Based on the duration of the eruptions (Fig. 7) we can classify them into three categories:

• Long eruptions (≥94 days): a fast explosive to effusive transition delineated by a vent that transforms into a horseshoe rampart accompanied by paroxysmic events. The eruption recharges magma from the shallow magma chamber (as suggested by the presence of xenoliths and enclaves).

• Intermediate eruptions (53–93 days): a fast explosive to effusive transition or synchronous explosive and effusive activity.

• Short eruptions (10–23 days): either purely explosive (if less than 10 days) or a strong/weak explosive to low effusive transition with or without dome formation.

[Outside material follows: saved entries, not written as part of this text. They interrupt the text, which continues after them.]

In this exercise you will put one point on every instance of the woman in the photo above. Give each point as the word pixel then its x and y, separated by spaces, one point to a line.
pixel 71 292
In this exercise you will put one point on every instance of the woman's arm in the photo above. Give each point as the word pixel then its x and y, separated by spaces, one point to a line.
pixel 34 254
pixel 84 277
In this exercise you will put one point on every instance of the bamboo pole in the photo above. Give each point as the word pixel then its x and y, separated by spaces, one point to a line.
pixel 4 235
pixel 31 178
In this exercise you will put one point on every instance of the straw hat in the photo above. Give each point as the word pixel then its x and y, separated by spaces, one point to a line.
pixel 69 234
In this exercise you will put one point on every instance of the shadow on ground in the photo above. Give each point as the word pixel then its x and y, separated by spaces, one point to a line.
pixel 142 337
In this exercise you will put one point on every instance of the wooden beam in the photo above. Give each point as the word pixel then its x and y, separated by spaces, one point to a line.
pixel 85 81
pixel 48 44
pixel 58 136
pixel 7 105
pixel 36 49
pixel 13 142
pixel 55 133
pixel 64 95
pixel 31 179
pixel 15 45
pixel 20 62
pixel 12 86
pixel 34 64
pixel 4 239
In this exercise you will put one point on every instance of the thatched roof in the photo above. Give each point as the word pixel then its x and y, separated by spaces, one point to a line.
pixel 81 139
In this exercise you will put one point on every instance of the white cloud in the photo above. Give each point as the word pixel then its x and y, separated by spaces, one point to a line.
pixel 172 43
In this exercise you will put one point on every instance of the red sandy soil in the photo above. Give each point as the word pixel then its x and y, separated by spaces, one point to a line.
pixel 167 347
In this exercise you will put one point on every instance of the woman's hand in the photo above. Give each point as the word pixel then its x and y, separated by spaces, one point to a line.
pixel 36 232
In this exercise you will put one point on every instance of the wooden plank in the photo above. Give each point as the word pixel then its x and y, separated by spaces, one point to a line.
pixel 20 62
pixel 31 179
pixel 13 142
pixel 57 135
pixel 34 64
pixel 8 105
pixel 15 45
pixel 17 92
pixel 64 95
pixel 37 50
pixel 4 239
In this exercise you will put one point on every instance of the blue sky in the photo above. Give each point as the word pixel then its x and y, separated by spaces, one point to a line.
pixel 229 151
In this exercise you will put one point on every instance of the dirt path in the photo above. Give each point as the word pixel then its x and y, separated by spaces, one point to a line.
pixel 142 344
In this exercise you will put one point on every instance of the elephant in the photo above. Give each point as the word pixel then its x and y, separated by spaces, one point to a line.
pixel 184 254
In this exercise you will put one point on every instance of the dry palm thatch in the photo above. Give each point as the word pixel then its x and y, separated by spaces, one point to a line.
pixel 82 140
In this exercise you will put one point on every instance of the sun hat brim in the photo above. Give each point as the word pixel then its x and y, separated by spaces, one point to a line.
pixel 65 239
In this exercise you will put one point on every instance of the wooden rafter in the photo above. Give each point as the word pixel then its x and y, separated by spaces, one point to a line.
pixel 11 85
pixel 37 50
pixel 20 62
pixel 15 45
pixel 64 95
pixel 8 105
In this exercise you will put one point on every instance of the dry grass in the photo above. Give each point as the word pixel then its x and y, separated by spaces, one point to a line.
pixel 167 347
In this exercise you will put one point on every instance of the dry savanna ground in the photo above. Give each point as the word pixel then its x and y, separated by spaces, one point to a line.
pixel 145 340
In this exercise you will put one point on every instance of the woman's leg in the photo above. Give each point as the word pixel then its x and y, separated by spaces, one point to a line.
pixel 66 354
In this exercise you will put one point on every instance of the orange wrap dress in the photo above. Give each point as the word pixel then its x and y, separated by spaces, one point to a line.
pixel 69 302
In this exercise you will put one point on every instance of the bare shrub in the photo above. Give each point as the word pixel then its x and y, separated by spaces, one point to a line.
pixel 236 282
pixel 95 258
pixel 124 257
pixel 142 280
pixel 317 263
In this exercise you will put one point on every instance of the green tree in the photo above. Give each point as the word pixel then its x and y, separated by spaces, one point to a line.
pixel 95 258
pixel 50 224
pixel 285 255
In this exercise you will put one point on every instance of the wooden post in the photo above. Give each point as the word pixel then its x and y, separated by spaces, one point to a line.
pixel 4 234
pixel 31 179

Under most circumstances, the state of the magma in the shallow reservoir controls the eruptive behaviour (Popa et al. 2021). Our observations show that the temporal evolution of the intensity and eruption volumes are not monotonous. Since they all occur in very short timescales, the different degassing behaviours between eruptions could possibly relate to magma ascent (Gonnermann and Manga 2007) and other external processes such as the geometry of the conduit, the decompression rate, the viscosity of the magma or the volatile gradients (Cassidy et al. 2018) as well as stress changes caused by the eruption itself (Tarasewicz et al. 2012) or overpressure build-up at the top of the magma column (Sparks and Melnik 1999). Previous studies have shown that transitions between explosive and effusive eruptions can either record changes in the magma flow rate for small magma reservoirs or temporal variations in the chamber pressure (Woods and Koyaguchi 1994). Recent studies from Volcan Chaiten in 2008 and Cordon Caulle in 2011–2012 have shown that hybrid eruptions (where explosive and effusive behaviours coincide) can occur by magma sintering within the conduit (Wadsworth et al. 2020). We report that explosive to effusive transitions on Santorini occur relatively quickly, so we suggest changes related mostly to magma ascent processes rather than magma chamber conditions. Magma–hydrothermal–ground/sea water system interactions can also produce local explosions, and more investigation is needed to determine such dynamics at Nea Kameni.

Conclusions

The main conclusions from our study can be summarised as follows:

1. 1.

   The translation and re-examination of historical reports combined with field observations and volcanological analysis are a powerful tool for constraining details of the qualitative characteristics of past eruptive activity since their individual study is inconclusive. Our study used a small part of the available data and further studies are needed on restoring more data.

2. 2.

   The eruptive styles of the 20th century eruptions at Santorini volcano are more diverse although compositionally monotonous. While the magma composition and conditions within the underlying magma chamber did not change significantly, the combination of explosive and effusive eruptions presented key differences to produce rather different surface styles and morphologies in the erupted lavas which led to varying degrees of surface fracturing. Although previous studies have proposed correlations between magmatic processes (magma generation, ascent, storage and crystallisation) in the area, critical aspects of the links between the magmatic and volcanotectonic conditions remain enigmatic. We recommend that future studies attempt to shed light on the current arrangement of the magmatic plumbing system beneath Nea Kameni.

3. 3.

   Several pre-eruptive precursory signals were evident across all the eruptive periods, such as the appearance of fumaroles and elevated temperatures in parts of the shallow ocean. It is reasonable to assume similar precursory signals would arise in the days, weeks, and years before future eruptions at Nea Kameni. It is essential that continuous monitoring of the key locations described is carried out.

4. 4.

   We recognise different types of eruption which could all be expected in future eruptive events based on the longevity, the intensity and the eruption style.